Están llegando al hotel los argentinos, los salvadoreños, los guatemaltecos, los surafricanos, los polacos..., invitados, como yo, para evaluar los efectos de las Comisiones de la Verdad sobre la reconciliación y la justicia. Comisiones puestas en marcha en estos países con la dinámica misma de la transición a la democracia.La suerte de la experiencia es diversa, aunque se considera muy exitosa en Chile.
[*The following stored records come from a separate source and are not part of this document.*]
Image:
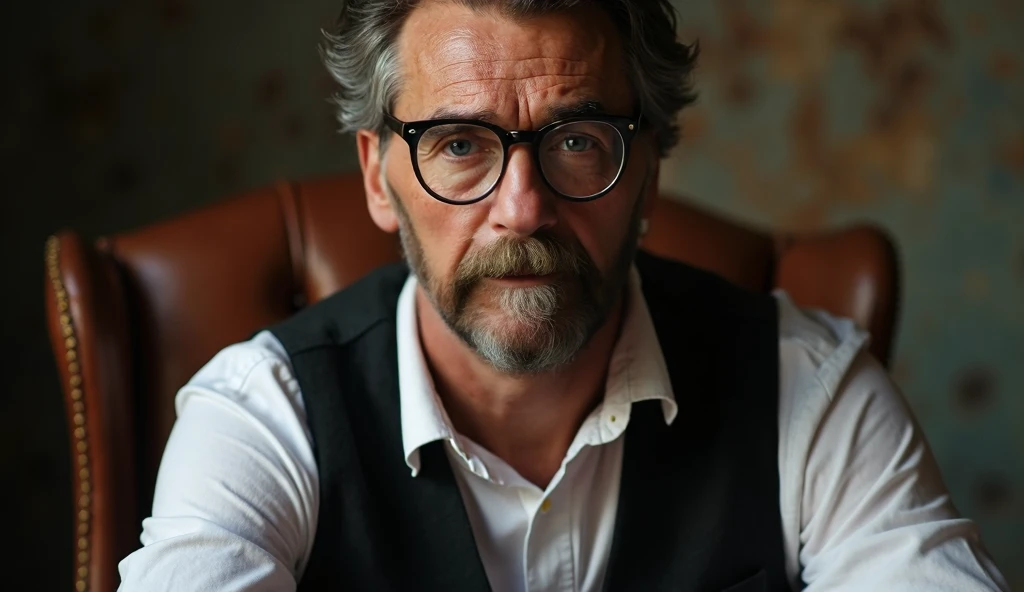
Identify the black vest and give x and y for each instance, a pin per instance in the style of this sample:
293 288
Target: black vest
698 503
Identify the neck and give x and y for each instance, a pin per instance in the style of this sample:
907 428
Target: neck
528 421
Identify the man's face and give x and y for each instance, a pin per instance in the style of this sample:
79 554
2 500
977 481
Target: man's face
523 277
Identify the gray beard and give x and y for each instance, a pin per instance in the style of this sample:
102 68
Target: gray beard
542 327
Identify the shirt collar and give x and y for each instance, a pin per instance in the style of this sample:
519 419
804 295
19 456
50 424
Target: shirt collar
636 372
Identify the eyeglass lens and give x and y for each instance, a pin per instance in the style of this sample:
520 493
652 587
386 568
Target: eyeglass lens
462 162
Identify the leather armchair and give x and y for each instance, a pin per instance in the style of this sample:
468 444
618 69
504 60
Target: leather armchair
132 316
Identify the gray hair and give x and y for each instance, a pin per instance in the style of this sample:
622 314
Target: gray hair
360 53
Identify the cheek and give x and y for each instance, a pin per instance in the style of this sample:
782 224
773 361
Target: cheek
444 231
603 224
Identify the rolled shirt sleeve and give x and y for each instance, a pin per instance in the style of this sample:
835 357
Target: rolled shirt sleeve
873 511
236 500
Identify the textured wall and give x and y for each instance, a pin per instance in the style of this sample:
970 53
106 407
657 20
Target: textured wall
813 113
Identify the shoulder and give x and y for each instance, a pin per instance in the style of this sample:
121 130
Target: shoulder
679 287
345 314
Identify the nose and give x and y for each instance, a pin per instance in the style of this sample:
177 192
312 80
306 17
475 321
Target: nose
522 203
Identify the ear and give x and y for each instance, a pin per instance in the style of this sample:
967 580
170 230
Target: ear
651 196
380 206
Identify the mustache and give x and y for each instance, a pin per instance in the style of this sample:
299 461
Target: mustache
536 255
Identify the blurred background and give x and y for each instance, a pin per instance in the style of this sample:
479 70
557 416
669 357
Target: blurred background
905 113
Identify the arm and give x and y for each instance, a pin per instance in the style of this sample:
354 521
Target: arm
237 496
876 514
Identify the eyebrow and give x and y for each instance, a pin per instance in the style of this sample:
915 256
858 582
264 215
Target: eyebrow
581 109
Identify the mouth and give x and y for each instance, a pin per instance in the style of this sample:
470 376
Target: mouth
522 280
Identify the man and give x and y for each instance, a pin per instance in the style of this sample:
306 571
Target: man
539 406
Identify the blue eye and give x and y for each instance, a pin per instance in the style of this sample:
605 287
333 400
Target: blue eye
460 148
576 143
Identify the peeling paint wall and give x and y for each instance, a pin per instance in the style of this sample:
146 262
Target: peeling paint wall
813 113
909 114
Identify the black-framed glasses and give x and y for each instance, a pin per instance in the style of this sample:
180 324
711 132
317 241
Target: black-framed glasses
461 161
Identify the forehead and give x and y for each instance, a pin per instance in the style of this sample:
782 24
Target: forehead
460 61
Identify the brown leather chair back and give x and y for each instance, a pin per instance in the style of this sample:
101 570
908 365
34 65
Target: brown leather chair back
133 316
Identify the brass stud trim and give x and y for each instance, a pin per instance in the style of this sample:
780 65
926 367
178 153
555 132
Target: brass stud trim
84 514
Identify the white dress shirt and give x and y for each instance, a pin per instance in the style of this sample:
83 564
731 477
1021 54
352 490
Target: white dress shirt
863 506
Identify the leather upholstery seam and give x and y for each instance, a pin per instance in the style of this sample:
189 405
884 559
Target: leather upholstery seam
75 391
287 196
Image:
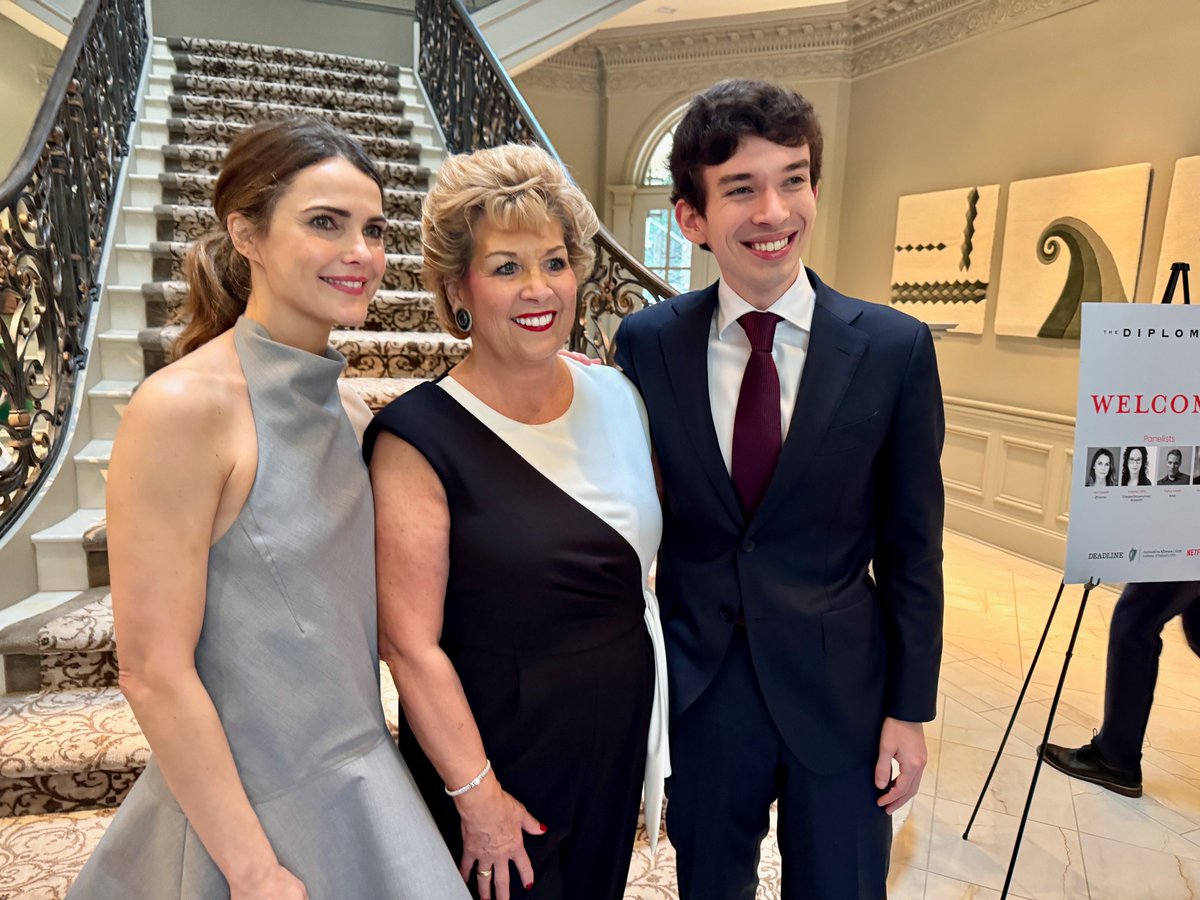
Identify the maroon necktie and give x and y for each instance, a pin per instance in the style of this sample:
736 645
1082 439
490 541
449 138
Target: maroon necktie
756 424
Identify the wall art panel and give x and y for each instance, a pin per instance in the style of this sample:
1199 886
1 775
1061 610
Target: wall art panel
942 262
1068 240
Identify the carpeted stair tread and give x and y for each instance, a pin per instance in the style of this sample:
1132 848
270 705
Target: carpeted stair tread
69 732
41 856
226 109
271 91
286 73
390 310
83 623
203 131
22 637
207 159
377 354
378 393
196 189
295 57
397 354
85 629
186 223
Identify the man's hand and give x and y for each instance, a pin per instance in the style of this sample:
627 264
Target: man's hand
581 358
905 743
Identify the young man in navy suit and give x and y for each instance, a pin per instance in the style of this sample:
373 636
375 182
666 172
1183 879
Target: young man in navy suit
798 432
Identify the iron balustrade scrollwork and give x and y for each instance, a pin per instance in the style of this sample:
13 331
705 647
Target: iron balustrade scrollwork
55 208
478 106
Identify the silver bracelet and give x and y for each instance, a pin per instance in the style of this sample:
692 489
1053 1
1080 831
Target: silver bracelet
473 784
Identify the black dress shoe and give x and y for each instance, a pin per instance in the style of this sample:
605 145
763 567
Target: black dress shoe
1087 765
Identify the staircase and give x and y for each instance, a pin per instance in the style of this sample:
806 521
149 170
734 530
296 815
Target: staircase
70 748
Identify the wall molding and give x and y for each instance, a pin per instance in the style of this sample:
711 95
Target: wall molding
785 47
1007 473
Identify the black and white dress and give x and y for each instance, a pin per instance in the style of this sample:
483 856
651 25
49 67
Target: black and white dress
550 621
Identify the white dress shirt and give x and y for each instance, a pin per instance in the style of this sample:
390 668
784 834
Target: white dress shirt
729 351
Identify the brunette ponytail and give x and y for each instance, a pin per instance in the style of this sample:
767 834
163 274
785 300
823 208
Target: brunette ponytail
217 288
258 168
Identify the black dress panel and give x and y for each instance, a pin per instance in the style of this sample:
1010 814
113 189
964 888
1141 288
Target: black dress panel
544 624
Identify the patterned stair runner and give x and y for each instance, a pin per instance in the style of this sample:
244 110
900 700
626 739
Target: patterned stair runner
70 747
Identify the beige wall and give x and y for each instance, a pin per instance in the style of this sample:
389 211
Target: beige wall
1104 83
574 125
21 93
1090 88
599 137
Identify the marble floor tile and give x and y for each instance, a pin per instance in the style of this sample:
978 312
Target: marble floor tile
964 725
1049 867
965 769
929 778
1005 655
1173 730
911 827
1122 871
939 887
1128 820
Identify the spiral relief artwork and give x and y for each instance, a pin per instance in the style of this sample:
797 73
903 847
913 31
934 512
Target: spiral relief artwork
1069 240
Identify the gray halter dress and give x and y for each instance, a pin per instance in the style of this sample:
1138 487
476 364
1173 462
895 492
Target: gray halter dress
288 653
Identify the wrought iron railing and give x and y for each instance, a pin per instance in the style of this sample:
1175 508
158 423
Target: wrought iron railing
478 106
55 207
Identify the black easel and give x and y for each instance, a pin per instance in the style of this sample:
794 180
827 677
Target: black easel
1177 270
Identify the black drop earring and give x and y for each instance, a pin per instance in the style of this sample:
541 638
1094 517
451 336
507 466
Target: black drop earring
462 319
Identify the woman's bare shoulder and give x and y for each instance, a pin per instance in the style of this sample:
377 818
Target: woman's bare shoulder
208 383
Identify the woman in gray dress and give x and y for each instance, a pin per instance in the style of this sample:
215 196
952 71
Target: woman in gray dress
241 550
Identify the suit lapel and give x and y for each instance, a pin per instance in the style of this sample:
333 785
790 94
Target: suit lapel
684 345
835 349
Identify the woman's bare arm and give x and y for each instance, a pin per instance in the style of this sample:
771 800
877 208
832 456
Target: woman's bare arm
413 562
172 460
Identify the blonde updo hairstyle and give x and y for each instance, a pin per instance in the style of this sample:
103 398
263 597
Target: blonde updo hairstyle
515 187
256 173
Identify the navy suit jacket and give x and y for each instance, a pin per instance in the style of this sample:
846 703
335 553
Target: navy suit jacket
858 484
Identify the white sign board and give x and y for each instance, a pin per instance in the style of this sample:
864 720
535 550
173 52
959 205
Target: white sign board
1135 483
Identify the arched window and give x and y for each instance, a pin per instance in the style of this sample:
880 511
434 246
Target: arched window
657 169
665 251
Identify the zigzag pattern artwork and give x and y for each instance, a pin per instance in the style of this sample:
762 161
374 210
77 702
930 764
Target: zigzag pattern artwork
969 229
941 292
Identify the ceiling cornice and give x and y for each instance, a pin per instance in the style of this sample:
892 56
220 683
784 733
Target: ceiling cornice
841 40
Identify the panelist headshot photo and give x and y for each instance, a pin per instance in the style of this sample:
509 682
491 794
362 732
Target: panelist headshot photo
1102 467
1135 467
1170 463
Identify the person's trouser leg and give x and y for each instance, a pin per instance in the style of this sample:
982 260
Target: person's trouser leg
834 840
725 754
1134 646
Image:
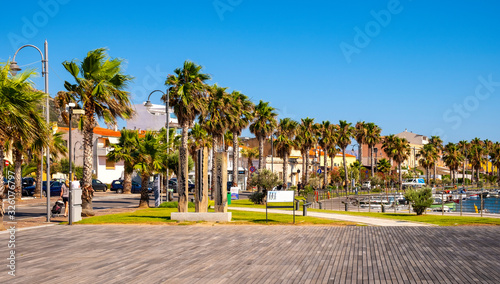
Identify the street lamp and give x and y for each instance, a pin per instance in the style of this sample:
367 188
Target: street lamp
70 108
14 68
148 106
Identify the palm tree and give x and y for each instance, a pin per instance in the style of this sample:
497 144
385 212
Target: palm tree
100 89
452 158
124 151
215 121
360 134
399 150
428 155
328 138
372 138
464 148
284 143
147 163
188 98
241 114
438 144
263 125
345 133
307 133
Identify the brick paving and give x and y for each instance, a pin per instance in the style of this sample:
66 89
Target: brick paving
254 254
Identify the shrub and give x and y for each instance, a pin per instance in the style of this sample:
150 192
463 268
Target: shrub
420 199
257 197
174 204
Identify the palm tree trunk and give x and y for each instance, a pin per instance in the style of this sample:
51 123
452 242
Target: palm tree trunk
371 161
182 185
38 185
400 177
144 202
325 164
18 162
308 161
127 181
345 170
285 170
261 152
236 154
87 190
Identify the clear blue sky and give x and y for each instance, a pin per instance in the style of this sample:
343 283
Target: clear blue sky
419 70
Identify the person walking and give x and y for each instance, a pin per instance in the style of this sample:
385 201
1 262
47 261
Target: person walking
65 196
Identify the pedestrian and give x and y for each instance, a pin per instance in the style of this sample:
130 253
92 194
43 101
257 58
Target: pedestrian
65 196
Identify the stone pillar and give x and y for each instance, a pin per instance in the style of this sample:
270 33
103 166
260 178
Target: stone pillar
201 189
220 194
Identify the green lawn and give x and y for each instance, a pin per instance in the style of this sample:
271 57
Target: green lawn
426 218
158 216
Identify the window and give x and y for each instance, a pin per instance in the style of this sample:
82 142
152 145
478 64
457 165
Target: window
110 165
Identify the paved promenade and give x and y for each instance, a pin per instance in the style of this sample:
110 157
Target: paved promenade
254 254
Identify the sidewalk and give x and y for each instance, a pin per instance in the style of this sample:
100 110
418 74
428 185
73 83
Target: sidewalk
350 218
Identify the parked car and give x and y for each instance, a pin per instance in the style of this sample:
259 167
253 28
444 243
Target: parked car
118 184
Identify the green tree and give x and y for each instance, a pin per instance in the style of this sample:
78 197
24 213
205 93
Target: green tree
420 199
263 126
124 151
100 89
188 98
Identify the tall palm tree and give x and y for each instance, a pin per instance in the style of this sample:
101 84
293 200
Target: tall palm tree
188 98
452 158
264 124
372 138
284 143
464 148
399 150
147 163
215 120
100 89
124 151
428 156
360 133
307 132
438 144
344 135
241 114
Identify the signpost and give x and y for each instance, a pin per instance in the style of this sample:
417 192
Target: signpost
282 197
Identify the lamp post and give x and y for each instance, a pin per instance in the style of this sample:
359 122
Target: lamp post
14 68
70 108
148 106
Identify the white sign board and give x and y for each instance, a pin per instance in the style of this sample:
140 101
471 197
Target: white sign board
280 196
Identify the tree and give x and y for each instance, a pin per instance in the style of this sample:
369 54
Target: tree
284 143
100 89
264 124
188 98
241 114
308 139
420 199
124 151
372 138
146 163
438 144
360 133
344 135
399 150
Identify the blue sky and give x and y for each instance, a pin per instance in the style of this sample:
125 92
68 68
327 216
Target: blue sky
420 65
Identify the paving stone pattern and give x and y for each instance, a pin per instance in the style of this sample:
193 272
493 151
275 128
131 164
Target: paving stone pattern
254 254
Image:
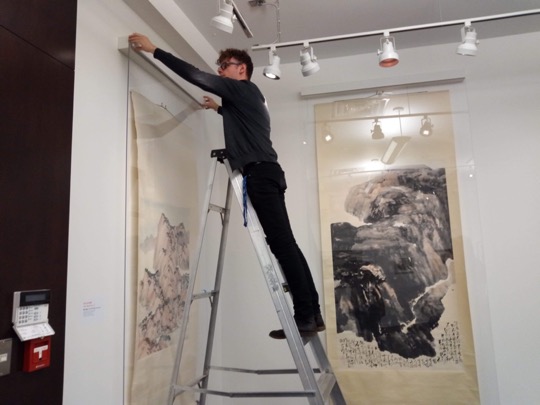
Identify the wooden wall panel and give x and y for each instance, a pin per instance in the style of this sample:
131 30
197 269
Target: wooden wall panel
48 25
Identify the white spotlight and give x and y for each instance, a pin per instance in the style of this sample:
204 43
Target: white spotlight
308 61
388 56
376 132
272 71
426 126
468 37
224 20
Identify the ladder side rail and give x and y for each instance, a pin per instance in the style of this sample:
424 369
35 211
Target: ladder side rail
326 371
217 287
283 310
192 278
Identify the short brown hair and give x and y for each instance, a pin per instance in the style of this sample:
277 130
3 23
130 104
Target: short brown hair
240 55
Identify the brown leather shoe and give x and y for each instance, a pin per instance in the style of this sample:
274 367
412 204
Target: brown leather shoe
305 328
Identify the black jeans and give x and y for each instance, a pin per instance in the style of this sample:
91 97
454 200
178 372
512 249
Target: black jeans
266 186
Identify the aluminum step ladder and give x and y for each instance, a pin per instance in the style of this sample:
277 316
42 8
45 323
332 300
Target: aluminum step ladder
320 385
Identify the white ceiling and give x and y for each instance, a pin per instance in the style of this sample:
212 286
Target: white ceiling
310 19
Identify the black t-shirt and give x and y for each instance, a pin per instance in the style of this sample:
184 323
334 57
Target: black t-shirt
246 122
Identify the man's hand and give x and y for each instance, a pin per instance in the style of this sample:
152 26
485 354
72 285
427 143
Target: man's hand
210 103
140 42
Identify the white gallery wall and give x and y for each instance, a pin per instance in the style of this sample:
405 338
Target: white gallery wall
503 110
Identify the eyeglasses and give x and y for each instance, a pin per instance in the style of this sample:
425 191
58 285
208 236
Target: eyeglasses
225 65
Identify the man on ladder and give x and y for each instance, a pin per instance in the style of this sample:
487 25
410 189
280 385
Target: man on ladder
246 123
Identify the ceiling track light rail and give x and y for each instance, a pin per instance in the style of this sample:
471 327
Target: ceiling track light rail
399 29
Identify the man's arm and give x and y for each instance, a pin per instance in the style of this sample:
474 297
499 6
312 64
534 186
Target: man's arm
206 81
140 42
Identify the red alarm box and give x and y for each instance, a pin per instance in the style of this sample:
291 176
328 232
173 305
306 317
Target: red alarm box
37 354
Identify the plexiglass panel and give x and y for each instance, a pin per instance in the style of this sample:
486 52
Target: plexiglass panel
164 177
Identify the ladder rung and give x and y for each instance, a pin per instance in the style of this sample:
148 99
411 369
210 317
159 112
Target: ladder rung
249 394
261 372
204 294
178 389
326 382
216 208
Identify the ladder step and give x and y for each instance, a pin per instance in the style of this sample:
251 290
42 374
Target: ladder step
204 294
216 208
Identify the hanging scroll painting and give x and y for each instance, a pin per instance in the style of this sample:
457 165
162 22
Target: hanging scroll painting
399 328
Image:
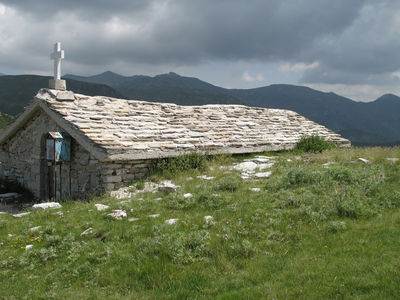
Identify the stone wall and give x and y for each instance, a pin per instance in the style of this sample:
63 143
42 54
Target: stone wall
22 159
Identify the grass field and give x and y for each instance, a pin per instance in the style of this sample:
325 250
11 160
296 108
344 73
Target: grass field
311 232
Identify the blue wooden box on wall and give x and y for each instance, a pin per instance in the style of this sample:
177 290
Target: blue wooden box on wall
58 147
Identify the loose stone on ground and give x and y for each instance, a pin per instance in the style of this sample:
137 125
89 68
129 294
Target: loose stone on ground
9 196
101 207
87 231
366 161
33 229
205 177
154 216
47 205
249 167
21 215
171 221
118 214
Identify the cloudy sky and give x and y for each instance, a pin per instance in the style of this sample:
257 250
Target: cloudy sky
351 47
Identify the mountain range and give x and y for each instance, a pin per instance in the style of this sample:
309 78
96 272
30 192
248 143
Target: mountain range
373 123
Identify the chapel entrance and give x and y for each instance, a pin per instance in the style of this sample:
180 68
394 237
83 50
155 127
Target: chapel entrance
56 166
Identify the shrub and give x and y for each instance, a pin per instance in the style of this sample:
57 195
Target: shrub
186 248
7 186
313 144
208 199
179 202
336 226
340 174
228 183
298 176
180 163
242 249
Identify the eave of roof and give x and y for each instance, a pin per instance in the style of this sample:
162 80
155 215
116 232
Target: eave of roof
115 129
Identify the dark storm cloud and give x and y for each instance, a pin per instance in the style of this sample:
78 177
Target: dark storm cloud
190 31
84 8
353 41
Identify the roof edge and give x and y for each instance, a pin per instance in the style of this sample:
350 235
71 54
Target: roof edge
73 132
258 149
19 122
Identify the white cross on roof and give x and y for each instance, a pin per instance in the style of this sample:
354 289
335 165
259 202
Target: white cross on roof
57 56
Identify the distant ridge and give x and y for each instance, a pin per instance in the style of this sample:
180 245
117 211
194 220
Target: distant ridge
169 87
373 123
16 91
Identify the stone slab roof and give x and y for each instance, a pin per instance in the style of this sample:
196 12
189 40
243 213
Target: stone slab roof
118 129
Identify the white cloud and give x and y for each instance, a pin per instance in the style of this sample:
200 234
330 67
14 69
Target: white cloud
298 67
248 78
357 92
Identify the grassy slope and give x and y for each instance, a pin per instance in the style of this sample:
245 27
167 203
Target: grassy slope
4 120
311 233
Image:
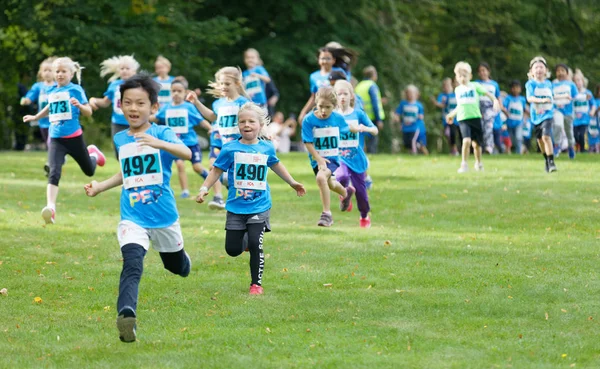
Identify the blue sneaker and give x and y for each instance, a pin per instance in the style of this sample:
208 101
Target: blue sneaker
369 182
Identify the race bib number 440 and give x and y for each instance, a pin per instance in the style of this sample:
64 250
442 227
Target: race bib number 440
59 107
141 166
326 141
250 171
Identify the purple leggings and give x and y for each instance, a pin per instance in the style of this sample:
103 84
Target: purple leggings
344 175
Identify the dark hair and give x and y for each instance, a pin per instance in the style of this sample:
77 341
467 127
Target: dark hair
485 65
561 65
145 82
337 75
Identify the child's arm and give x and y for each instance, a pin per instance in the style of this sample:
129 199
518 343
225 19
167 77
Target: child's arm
206 112
94 188
86 109
179 150
41 114
282 172
213 177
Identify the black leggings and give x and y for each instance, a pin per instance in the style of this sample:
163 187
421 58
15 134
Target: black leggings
75 147
234 246
579 133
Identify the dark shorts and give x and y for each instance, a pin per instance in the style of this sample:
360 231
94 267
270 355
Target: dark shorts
332 166
471 128
543 129
238 222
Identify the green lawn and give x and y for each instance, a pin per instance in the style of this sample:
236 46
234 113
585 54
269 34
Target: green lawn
481 270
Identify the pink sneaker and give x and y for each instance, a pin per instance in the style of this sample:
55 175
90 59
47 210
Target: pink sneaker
256 289
95 152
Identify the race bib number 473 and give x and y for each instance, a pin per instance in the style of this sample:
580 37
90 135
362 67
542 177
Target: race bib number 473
141 166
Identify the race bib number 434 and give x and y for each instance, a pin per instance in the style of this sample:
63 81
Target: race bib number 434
141 166
59 107
250 171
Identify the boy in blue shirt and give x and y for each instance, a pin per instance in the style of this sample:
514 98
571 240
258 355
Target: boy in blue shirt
148 209
515 107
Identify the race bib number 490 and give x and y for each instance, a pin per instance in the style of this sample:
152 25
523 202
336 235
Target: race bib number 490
177 119
326 141
141 166
250 171
59 107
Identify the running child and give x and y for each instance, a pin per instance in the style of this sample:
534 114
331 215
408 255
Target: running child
66 102
120 68
182 116
255 78
410 114
230 94
515 107
162 67
246 160
468 114
148 209
564 91
321 132
584 107
354 162
539 95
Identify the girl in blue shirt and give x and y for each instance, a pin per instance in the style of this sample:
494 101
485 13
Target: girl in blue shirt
246 160
255 77
66 101
229 90
354 162
120 68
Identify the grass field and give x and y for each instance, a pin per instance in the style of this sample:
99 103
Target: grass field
481 270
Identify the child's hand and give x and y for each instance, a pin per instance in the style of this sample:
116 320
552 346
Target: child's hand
144 139
91 189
Pero, en esta noche previa a los debates, me asalta la duda de si debía estar aquí. ¿Qué puedo decir yo sobre las Comisiones de la Verdad, o, lo que es lo mismo, sobre la decisión de rescatar la memoria histórica de la tragedia de las dictaduras para encontrar una vía más sólida de reconciliación sin olvido?

Nosotros decidimos no hablar del pasado. Si lo tuviera que repetir, con la perspectiva de estos 25 años desde la desaparición del dictador, lo volvería a hacer. Lo que equivale a decir que me parece satisfactorio, en términos históricos, el saldo de nuestro modelo de transición para la convivencia en libertad de los españoles.Tal vez, argentinos, chilenos o surafricanos tienen más viva, por más próxima, la memoria de los horrores. No es esto lo que me crea la duda sobre mi presencia, porque me parece bien, incluso muy bien, la decisión de recuperar la verdad para construir sobre ella la reconciliación y la justicia. Pero, si digo que me parece fundamental para esos objetivos, cualquiera me replicará que por qué no lo hicimos en España.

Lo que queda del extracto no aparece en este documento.